Sólo la muerte pudo sacar de su sagrado lugar al músico ciego, cerca de rejas metálicas que cierran la misma galería en las noches. Llegaba a su fin una de las vidas más interesantes relacionadas con la historia de la bohemia y el espectáculo en nuestro país.
Como sucedió con don Enrique, probablemente el artista invidente que más tiempo estuvo en el centro de Santiago a pesar de vivir en Melipilla, varios otros talentosos artistas ciegos hicieron su propia historia en esas cuadras. Entre ellos, el tecladista Egidio Morales, quien tocaba cerca de la Plaza de Armas en Ahumada con Compañía. Su amigo el acordeonista Carlos Canibilo, quien hizo dúo con Egidio hasta que la salud de este también se lo impidió, tocando después en interior del Pasaje Matte. Don Carlos sufrió una vez el robo de su instrumento por parte de despiadados delincuentes cuando trabajaba ya en la Galería España, pero recibiendo otro de vuelta gracias a la bondad de un conocido joyero del sector, quien prefirió mantener el anonimato. Él hizo este desprendido gesto a pesar de los constantes robos, asaltos e indiferencia de los tribunales que ya tenían en crisis a su negocio, viéndose obligado a cerrar pocos años después al ser superado por la delincuencia.
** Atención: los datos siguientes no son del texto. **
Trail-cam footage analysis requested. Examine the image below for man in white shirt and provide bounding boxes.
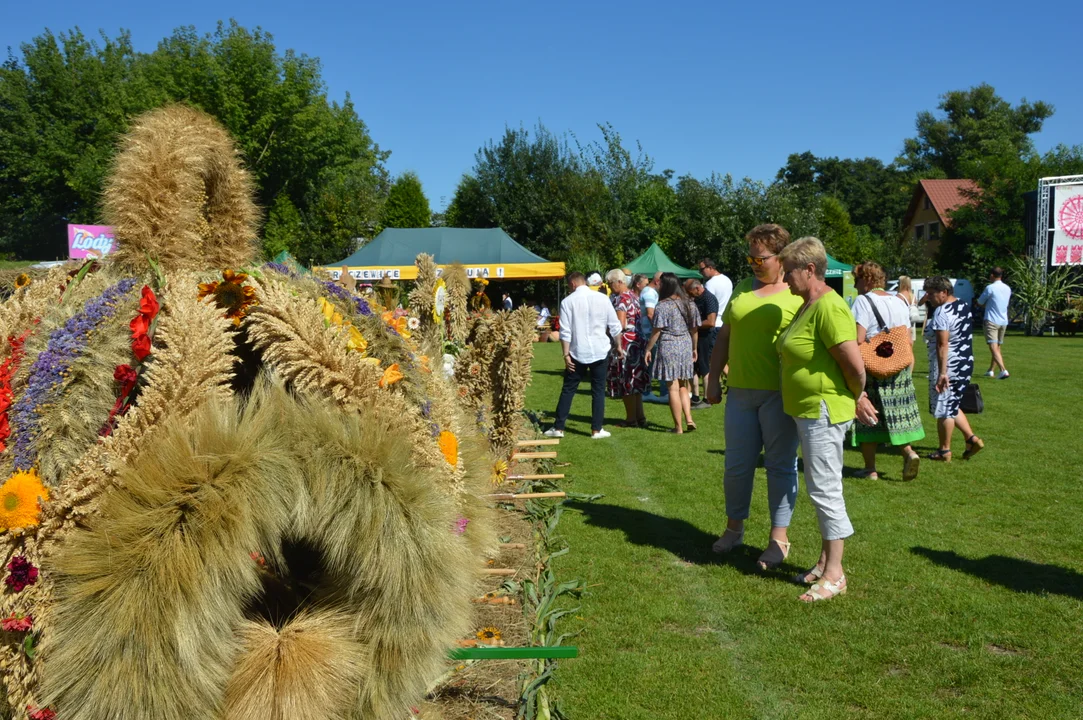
[700,258,733,328]
[545,273,623,440]
[978,267,1012,380]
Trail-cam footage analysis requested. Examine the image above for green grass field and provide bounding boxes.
[527,336,1083,720]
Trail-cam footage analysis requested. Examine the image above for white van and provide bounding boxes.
[885,277,974,325]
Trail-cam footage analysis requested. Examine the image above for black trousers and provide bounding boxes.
[552,355,609,431]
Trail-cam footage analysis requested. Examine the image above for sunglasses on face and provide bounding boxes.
[745,253,778,267]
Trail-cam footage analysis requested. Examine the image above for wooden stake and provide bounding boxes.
[485,493,567,501]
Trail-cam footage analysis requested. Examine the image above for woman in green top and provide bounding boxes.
[778,237,876,602]
[707,225,801,570]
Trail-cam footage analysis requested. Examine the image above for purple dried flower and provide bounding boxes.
[9,277,136,470]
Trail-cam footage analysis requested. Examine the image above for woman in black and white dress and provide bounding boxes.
[925,275,986,462]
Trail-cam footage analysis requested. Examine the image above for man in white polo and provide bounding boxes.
[978,267,1012,380]
[545,273,624,440]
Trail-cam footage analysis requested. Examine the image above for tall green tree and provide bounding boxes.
[0,22,389,262]
[897,83,1054,179]
[380,172,432,227]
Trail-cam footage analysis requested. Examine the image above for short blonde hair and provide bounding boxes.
[853,260,887,290]
[779,236,827,280]
[745,223,790,254]
[605,270,628,287]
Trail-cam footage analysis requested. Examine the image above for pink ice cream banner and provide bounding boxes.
[68,225,117,260]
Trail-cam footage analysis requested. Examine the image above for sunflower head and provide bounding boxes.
[0,470,49,531]
[199,270,259,325]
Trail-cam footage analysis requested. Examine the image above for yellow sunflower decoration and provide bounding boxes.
[0,470,49,531]
[439,430,459,468]
[432,278,447,323]
[199,270,259,325]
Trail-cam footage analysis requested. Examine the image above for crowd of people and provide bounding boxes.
[545,224,1010,602]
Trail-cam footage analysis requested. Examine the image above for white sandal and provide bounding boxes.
[710,527,744,554]
[797,575,846,602]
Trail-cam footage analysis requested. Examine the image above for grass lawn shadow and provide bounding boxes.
[910,547,1083,600]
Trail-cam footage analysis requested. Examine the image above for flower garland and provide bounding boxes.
[99,285,161,437]
[11,277,135,470]
[0,330,32,453]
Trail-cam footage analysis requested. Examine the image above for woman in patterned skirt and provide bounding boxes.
[605,270,651,428]
[645,273,702,434]
[852,262,925,480]
[925,275,986,462]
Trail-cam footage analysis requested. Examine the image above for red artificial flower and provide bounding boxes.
[132,335,151,363]
[4,555,38,592]
[113,365,139,388]
[139,285,160,323]
[128,315,151,340]
[0,613,34,632]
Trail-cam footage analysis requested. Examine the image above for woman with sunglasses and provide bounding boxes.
[707,224,801,570]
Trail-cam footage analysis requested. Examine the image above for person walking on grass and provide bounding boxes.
[925,275,986,462]
[605,270,651,428]
[778,237,876,602]
[545,273,624,440]
[978,267,1012,380]
[704,224,801,570]
[684,278,718,410]
[647,273,700,434]
[851,262,925,480]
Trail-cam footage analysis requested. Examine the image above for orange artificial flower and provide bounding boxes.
[439,430,459,468]
[380,363,406,388]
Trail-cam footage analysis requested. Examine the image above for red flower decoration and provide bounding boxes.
[132,335,151,363]
[139,285,160,323]
[4,555,38,592]
[0,613,34,632]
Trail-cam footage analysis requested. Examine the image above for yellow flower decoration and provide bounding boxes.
[0,470,49,531]
[439,430,459,467]
[380,363,406,388]
[492,460,508,485]
[478,626,504,642]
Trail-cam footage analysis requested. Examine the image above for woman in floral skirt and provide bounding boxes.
[605,270,651,428]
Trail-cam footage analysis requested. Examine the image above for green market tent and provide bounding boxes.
[625,243,700,277]
[314,227,564,282]
[824,256,853,277]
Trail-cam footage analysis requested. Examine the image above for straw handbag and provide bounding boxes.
[860,293,914,380]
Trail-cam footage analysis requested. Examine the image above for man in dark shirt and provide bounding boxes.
[684,279,718,410]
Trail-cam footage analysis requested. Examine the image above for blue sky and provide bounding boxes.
[0,0,1083,208]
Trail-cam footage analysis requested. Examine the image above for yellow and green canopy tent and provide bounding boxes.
[313,227,564,283]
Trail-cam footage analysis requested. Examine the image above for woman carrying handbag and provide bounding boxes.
[852,262,925,480]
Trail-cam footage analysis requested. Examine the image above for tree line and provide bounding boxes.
[0,22,1083,277]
En tanto, el antiguo local que había pertenecido a El Rey de las Papas Fritas en calle Morandé con el tiempo fue subdividido y ocupado por otros establecimientos comerciales. El edificio en que había estado se fue deteriorando, agrietando y las barras metálicas donde colgaban antes los carteles luminosos se oxidaron hasta la desintegración. Fue demolido en un par de etapas y convertido primero en un sitio de acopio de material, y después sus patios estacionamientos. Lo poco que quedaba fue vendido a una inmobiliaria, destino que alcanzó a varios terrenos más de la cuadra.
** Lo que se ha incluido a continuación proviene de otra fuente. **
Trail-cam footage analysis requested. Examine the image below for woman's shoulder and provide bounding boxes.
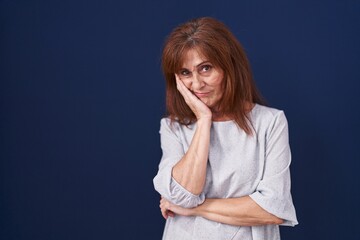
[160,117,194,133]
[250,104,287,128]
[251,104,284,118]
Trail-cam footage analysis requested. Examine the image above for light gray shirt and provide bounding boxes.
[154,104,298,240]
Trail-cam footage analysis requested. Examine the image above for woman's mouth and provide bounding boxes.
[194,92,210,98]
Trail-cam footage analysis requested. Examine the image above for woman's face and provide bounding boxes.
[177,49,224,110]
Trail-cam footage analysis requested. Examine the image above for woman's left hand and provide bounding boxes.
[160,197,193,219]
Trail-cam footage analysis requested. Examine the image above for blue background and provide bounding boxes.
[0,0,360,240]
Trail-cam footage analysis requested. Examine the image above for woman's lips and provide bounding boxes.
[194,92,210,98]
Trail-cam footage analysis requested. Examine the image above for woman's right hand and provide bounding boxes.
[175,74,212,120]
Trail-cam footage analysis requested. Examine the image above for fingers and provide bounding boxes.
[159,197,175,219]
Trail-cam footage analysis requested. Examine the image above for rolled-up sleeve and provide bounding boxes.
[250,111,298,226]
[153,118,205,208]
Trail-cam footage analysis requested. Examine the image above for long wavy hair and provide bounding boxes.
[162,17,264,135]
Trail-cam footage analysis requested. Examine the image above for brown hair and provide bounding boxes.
[162,17,263,134]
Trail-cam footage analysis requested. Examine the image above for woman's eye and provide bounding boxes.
[180,70,190,76]
[201,65,211,72]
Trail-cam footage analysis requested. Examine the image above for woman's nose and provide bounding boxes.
[191,74,205,90]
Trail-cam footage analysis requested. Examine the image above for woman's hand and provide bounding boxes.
[175,74,212,120]
[160,197,192,219]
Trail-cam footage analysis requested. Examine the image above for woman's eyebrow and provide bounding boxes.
[196,60,210,67]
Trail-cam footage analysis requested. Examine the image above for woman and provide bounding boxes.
[154,18,297,240]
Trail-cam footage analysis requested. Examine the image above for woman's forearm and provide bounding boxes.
[172,119,211,195]
[191,196,283,226]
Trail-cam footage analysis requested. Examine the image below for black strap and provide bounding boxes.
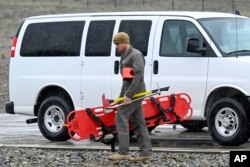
[145,94,179,126]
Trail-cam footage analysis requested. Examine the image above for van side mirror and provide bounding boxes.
[186,38,207,56]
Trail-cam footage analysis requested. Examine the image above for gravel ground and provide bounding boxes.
[0,58,229,167]
[0,146,229,167]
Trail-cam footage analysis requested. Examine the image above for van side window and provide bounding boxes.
[116,20,152,56]
[160,20,205,57]
[85,20,115,56]
[20,21,85,57]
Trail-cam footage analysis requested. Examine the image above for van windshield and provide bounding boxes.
[199,17,250,57]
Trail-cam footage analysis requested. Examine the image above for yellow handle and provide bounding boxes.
[114,90,152,103]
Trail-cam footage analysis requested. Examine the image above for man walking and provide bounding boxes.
[108,32,152,161]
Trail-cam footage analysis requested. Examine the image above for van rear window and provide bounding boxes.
[116,20,152,56]
[20,21,85,57]
[85,20,115,56]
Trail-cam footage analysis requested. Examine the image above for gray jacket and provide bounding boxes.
[120,46,146,99]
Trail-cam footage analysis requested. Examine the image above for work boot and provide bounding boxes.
[130,155,153,161]
[108,153,130,160]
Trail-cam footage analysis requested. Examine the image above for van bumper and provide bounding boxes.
[5,101,15,114]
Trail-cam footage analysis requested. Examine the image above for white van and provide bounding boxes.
[5,12,250,145]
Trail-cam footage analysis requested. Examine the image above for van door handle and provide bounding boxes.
[114,60,119,74]
[153,60,159,74]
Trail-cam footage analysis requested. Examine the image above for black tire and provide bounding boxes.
[207,98,249,146]
[180,121,206,132]
[38,96,72,141]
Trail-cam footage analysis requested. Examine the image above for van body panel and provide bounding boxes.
[9,18,84,115]
[207,56,250,96]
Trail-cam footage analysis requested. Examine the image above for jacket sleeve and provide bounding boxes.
[125,54,145,99]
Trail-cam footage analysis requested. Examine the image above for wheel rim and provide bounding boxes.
[215,108,239,137]
[44,105,65,133]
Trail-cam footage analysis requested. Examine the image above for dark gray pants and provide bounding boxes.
[116,101,152,156]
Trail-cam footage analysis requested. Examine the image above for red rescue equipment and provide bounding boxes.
[122,67,135,79]
[65,89,193,147]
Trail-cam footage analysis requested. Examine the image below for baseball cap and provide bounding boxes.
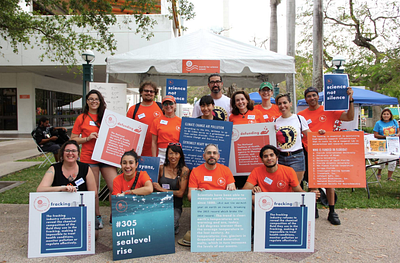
[258,82,274,90]
[162,95,176,103]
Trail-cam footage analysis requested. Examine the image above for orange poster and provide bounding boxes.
[307,131,366,188]
[182,59,220,73]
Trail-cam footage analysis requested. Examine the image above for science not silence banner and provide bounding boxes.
[92,109,148,168]
[253,193,315,252]
[190,190,252,252]
[27,191,95,258]
[112,192,175,260]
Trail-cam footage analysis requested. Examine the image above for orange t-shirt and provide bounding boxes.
[150,115,182,148]
[112,171,151,195]
[247,164,299,192]
[189,163,235,190]
[254,104,282,122]
[229,110,265,125]
[126,101,163,156]
[72,113,99,164]
[298,106,344,150]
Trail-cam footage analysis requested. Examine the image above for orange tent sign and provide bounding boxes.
[182,59,220,73]
[307,131,366,188]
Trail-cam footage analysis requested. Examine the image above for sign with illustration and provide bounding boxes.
[253,192,315,252]
[92,109,148,167]
[112,192,175,260]
[190,190,252,252]
[229,122,276,176]
[179,117,233,169]
[28,191,95,258]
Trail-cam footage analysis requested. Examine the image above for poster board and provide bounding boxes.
[324,74,349,111]
[111,192,175,260]
[190,190,252,252]
[89,82,127,115]
[92,109,148,168]
[179,117,233,169]
[253,192,315,252]
[28,191,95,258]
[229,122,276,176]
[307,131,366,188]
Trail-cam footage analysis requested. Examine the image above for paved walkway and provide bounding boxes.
[0,136,400,263]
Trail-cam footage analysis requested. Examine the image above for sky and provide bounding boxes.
[184,0,286,54]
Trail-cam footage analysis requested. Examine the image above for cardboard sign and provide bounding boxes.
[182,59,220,73]
[307,131,368,188]
[179,117,233,169]
[92,109,148,167]
[89,82,127,115]
[28,191,95,258]
[190,190,252,252]
[166,79,187,103]
[229,122,276,176]
[324,74,349,111]
[112,192,175,260]
[254,193,315,252]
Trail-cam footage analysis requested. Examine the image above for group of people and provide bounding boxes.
[37,74,399,245]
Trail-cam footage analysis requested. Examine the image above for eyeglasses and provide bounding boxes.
[163,101,174,106]
[168,142,182,148]
[143,89,156,94]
Hacia los días del Bicentenario Nacional, fue arrasado ese mismo perímetro en donde estuvo alguna vez El Rey de las Papas Fritas con el recuerdo de sus sones melodiosos entre aromas de comidas, levantándose encima otra mole habitacional de las varias que existen en este barrio… Ya sin talentosos ciegos tocando milongas, ni grandes bandejas con montañas de papas fritas.